In terms of establishing mechanism—it has been assumed, based on observational studies, that perilesional inflammation is of the same character (albeit less intense) as nearby lesional inflammation. Therefore, given the known feedback mechanisms between IL-1 and IL-17 leading to self-perpetuating feed-forward inflammation, it is reasonable to assume that lesional tissue inflammatory characteristics may be replicated by adding pro-inflammatory cytokines to ex-vivo perilesional tissue. This experiment (conducted by Vossen et al. ) was unable to replicate the lesional HS inflammatory profile, suggesting that IL-1α and/or IL-1β are not the sole triggers necessary to induce development of lesions in HS. Other possibilities are that a combination of multiple inflammatory mediators are required; or as-yet-unknown predisposing factors are involved in inducing active inflammatory nodules on a background of perilesional subclinical inflammation. This raises the prospect that the process of inflammation in HS is more complex than initially thought. The underlying assumption thus far in HS research is that perilesional tissue represents the same inflammatory profile as lesional tissue, differing only in the degree, intensity, and more superficial location of inflammation. However, an alternative hypothesis that the inflammatory characteristics of perilesional tissue are distinct from lesional tissue remains to be thoroughly investigated.

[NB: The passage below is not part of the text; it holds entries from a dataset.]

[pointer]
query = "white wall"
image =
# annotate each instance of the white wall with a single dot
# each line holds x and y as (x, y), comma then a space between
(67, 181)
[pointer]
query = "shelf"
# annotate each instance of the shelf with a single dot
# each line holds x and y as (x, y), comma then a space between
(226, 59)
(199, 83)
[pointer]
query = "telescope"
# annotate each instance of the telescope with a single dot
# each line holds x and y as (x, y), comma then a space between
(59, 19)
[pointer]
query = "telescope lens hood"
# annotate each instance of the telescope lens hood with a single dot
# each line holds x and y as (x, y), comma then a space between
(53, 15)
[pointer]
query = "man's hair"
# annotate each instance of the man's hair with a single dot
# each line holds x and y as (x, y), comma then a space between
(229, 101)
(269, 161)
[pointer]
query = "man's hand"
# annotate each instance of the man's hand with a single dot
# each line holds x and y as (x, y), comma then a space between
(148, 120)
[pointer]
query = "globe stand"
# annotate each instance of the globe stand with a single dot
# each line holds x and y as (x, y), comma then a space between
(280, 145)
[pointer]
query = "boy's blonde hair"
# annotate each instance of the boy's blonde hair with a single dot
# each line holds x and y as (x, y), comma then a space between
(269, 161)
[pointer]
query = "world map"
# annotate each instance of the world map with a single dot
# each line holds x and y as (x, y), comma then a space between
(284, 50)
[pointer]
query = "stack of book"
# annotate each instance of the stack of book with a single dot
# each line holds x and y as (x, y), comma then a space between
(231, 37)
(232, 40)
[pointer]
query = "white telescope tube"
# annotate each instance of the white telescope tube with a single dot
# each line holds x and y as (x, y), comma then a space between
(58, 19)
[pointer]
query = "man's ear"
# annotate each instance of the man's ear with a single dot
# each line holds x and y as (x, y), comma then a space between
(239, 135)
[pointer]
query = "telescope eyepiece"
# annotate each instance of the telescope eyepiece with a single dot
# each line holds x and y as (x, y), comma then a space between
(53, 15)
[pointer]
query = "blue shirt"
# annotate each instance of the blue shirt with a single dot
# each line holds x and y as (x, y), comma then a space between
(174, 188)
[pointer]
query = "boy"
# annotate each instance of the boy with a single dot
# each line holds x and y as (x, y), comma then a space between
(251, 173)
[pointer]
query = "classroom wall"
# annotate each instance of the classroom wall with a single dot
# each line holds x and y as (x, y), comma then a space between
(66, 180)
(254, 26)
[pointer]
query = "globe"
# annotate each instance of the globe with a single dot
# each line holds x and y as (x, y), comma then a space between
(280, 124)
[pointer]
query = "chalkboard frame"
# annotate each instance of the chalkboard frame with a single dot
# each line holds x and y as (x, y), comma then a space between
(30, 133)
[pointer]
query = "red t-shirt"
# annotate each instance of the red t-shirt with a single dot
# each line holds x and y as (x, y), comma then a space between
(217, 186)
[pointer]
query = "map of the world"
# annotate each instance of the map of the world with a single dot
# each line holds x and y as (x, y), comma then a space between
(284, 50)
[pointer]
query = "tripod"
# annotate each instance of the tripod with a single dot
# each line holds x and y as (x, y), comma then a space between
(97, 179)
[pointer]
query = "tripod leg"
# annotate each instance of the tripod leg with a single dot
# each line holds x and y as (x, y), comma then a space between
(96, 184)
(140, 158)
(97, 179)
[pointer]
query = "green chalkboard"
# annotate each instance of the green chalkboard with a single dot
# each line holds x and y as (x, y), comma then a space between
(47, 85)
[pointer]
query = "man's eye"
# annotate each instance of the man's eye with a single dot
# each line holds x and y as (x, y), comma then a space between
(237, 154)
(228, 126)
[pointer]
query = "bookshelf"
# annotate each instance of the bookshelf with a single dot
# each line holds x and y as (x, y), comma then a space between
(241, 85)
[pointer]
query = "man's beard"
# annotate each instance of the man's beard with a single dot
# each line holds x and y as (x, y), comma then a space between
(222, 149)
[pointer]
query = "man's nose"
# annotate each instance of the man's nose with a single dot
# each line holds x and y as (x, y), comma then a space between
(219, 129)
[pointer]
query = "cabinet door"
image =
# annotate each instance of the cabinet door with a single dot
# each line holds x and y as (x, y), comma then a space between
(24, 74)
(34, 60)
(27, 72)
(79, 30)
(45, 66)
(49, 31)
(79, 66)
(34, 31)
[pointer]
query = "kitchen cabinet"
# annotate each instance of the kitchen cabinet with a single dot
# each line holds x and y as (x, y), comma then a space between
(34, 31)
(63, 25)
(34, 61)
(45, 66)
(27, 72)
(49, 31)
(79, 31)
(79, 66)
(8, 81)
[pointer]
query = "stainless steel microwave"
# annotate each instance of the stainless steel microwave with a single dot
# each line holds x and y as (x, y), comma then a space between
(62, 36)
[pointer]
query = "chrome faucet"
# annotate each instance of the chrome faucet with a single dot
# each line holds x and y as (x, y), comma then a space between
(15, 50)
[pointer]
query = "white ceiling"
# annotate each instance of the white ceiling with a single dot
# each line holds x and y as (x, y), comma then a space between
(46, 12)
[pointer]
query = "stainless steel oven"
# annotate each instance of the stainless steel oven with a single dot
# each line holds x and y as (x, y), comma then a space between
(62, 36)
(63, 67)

TH17 Feed-Forward Inflammation is Prominent in Established Disease
The Th17 axis is strongly implicated in established self-perpetuating clinical disease ; however, the mechanisms leading to Th17 feed-forward self-amplification in HS are still unclear. It is assumed to be similar to the activation of the Th17 axis in psoriasis, with the predisposition of the axillae and other areas of apocrine gland-rich skin to a Th17 immune response as demonstrated experimentally. There is well-documented evidence (largely from the psoriasis literature) regarding positive feedback loops (“feed-forward mechanisms”) between IL-1β, IL-6, and TNF-α by IL-17, leading to further IL-1β, IL-6, and TNF-α production as well as downstream activation of acute phase reactants, neutrophilic, and complement mediated inflammatory responses. This is perpetuated through leucocyte-keratinocyte interactions, amplifying antimicrobial peptide and chemokine production (including CXCL1 and CXCL8), leading to additional inflammatory cell recruitment adjacent to IL-17-activated epidermal keratinocytes ( Fig. 10.3 A ). Such inflammatory cell localization has been seen surrounding intrafollicular and interfollicular sites adjacent to epidermal keratinocytes in early histological specimens of HS, with evidence of early psoriasiform hyperplasia suggestive of IL-17-induced epidermal changes. Despite the majority of translational work focusing upon IL-17A (given the body of pre-existing work based in psoriasis), significant elevations of other IL-17 isoforms including IL-17C and IL-17F are seen in HS tissue 32,108 and may be significant contributors to disease activity which are not targeted by anti-IL-17A therapies alone.